I don't have pretty graphs and charts, but here are my observations ...

The low level API (the Restlet class and friends) is not materially
different from low level code written for Servlet.  When I looked at
this long ago (Restlet 1.0), I could not tell any externally
detectable performance difference between a Hello World Restlet and a
Hello World Servlet running on the same machine under the same Tomcat
6 instance.  I also tested a non-trivial WebDAV Servlet vs. a Restlet
port and did not observe any performance difference.

Now for the interesting part.  When I optimized the Restlet WebDAV
version to use the high level Resource API and less hand written
stuff, the performance *increased* a tiny fraction -- 3% or so in
requests served per second.  And from a user perspective, the
performance increased *much* more, because it now properly handled
conditional GETs and other operations that my original code did not
(and the JMeter based test harness did not test).  This made people
using the WebDAV layer feel a lot better liveness in their requests
and snappier performance in Explorer or Finder.
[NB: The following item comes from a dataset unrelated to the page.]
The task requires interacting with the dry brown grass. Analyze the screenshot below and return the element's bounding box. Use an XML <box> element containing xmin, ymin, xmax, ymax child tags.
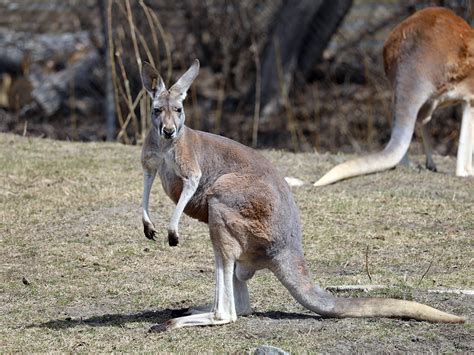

This general observation has borne out as we've moved apps to Restlet.
 The app doesn't slow down any if we just glue our old code under
Restlet ... and the application performs drastically better when we
use Restlet well.

On Fri, Mar 20, 2009 at 12:27 PM, David Fogel <[email protected]> wrote:
> One of our questions in choosing to build our technology stack on top
> of Restlet is that we're not sure what the additional overhead is,
> given that Restlet adds some layers on top of, for instance, Jetty or
> Simple.  To put it another way: what is the price in performance that
> we need to pay for a better more RESTful API?